O comissário Lacerda
devia ser um homem meticuloso, pois ficou conversando com o meu filho quase
duas horas. Depois abriu a porta da sala e me chamou. Disse que o meu filho lhe
dissera que a professora Alice jamais tocara nele. E que, conforme a sua
experiência em interrogar menores, ele não tinha dúvidas de que o meu filho
dizia a verdade.
Antes de se despedir,
lamentou o tempo que perdia fazendo investigações baseadas em informações falsas.
Ficamos calados na
sala, eu e o meu filho, um sem olhar para o outro. Gabriel, depois de algum tempo,
disse que seguira as minhas instruções, fizera exatamente o que eu mandara,
tanto que o comissário acreditara nele. Respondi que ele agira bem.
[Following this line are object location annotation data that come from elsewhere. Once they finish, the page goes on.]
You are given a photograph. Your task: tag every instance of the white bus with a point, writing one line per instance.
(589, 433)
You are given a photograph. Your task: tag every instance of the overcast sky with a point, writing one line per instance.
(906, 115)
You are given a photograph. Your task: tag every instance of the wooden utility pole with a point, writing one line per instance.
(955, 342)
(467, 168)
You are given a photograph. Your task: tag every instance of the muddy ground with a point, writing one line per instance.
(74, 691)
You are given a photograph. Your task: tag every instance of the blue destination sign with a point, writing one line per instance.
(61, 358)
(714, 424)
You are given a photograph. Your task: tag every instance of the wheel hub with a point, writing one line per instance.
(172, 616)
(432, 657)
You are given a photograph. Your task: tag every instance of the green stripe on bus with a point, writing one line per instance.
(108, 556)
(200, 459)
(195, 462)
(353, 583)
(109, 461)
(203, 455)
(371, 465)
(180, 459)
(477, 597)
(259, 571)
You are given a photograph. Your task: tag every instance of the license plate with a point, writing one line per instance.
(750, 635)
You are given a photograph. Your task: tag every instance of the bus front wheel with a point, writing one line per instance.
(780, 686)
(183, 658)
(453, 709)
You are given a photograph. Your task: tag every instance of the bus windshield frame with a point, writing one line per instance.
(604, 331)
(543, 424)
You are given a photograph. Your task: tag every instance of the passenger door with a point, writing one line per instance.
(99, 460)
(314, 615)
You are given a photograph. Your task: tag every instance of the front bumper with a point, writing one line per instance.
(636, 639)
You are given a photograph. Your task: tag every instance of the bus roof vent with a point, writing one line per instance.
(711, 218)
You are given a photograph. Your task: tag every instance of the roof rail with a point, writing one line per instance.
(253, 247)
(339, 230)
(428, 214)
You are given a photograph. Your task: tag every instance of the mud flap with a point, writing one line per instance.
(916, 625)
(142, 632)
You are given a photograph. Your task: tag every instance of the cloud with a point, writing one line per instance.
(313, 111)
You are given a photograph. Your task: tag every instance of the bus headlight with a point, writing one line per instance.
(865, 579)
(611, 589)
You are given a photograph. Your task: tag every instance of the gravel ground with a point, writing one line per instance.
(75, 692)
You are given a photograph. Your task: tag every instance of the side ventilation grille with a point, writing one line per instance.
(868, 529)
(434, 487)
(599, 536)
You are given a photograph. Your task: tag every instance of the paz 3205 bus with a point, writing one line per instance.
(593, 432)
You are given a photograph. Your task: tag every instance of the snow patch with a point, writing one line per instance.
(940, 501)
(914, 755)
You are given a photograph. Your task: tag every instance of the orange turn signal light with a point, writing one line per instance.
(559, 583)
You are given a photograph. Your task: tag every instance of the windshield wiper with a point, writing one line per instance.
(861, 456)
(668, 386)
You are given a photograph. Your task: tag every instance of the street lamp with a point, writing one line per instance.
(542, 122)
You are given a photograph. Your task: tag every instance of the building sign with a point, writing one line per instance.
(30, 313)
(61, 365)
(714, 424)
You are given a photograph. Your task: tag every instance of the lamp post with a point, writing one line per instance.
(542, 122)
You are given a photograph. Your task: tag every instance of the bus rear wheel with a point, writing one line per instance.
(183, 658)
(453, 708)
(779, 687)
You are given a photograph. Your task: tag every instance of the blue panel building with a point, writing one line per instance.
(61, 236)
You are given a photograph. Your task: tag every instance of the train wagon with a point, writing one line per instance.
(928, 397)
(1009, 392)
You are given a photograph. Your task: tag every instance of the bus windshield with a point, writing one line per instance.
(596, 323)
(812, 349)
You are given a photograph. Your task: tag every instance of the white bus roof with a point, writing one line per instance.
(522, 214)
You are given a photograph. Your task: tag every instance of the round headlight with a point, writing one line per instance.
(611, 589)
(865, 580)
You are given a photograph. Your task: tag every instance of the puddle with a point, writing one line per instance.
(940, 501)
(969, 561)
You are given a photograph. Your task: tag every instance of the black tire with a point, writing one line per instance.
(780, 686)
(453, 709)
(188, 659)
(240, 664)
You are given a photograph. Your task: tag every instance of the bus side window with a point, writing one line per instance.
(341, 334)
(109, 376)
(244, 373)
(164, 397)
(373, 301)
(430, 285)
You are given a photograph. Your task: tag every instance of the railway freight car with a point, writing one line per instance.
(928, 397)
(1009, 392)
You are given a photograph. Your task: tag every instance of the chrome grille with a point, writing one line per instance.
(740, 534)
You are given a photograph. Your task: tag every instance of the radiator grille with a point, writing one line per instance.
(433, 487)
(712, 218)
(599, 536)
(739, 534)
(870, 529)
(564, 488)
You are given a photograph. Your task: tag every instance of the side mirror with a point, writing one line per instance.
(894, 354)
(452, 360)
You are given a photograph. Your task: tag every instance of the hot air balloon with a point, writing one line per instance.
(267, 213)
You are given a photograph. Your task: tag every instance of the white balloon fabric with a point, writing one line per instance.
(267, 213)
Gabriel disse
que gostava da professora, que ela curara a sua gagueira, fizera ele gostar de
ler, e que o que eles faziam na cama não era nenhum pecado. Respondi que o
assunto estava encerrado, que a mãe dele não precisava saber de nada e que eu
não queria saber de mais nada.
Gabriel disse que
naquela noite tinha aula com a professora Alice, perguntou se devia ir. Eu
respondi que sim, ele devia ir a todas as aulas na casa da professora Alice.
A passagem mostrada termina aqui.